Exhibition: The Search For Immortality- Tomb Treasures of Han China, Fitzwilliam Museum
Robert Scanes explores the Fitzwilliam's ancient Chinese treasure trove
by Robert Scanes
Wednesday 9th May 2012, 16:53 BST
It is a matter of great pride to the city and the University of Cambridge that the most significant exhibition of ancient Chinese art to be held outside China since the visit of a selection of terracotta warriors to the British Museum in 2007-8 should be held here. The Fitzwilliam Museum’s latest exhibition, “The Search For Immortality: Tomb Treasures of Han China” opened on 5thof May to much pomp and consists of 350 well-collated grave goods from several royal tombs of the Han dynasty dating to the 400 years spanning the year 0 AD.

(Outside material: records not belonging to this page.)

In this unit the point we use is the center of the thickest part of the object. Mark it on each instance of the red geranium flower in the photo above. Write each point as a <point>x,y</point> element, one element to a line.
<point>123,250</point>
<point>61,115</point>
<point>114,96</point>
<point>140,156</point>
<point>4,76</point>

In working your way through the exhibits one mirrors the path of moving through a Han tomb, moving closer to the king’s coffin and jade burial armour. The first room manages the incredible feat of striking the viewer with the splendour and exotic atmosphere of this tomb type, whilst presenting the complex geographical and political structure of ancient China. To condense the complexity down into this space yet retain the vital details and display it all was clearly quite a task.
The displays show principally gold, silver and bronze metalwork, largely terracotta ceramics and of course China’s favourite rock - jade. The jade items on display here are of global significance due to their quality, even ignoring their provenance and great age. Unfortunately, jade is difficult to display and looks best in the hand so some pieces appear poorly lit; perhaps an inevitability given the number of pieces, better lighting and perhaps mentioning its cultural significance to Chinese people earlier in the exhibit would go a long way.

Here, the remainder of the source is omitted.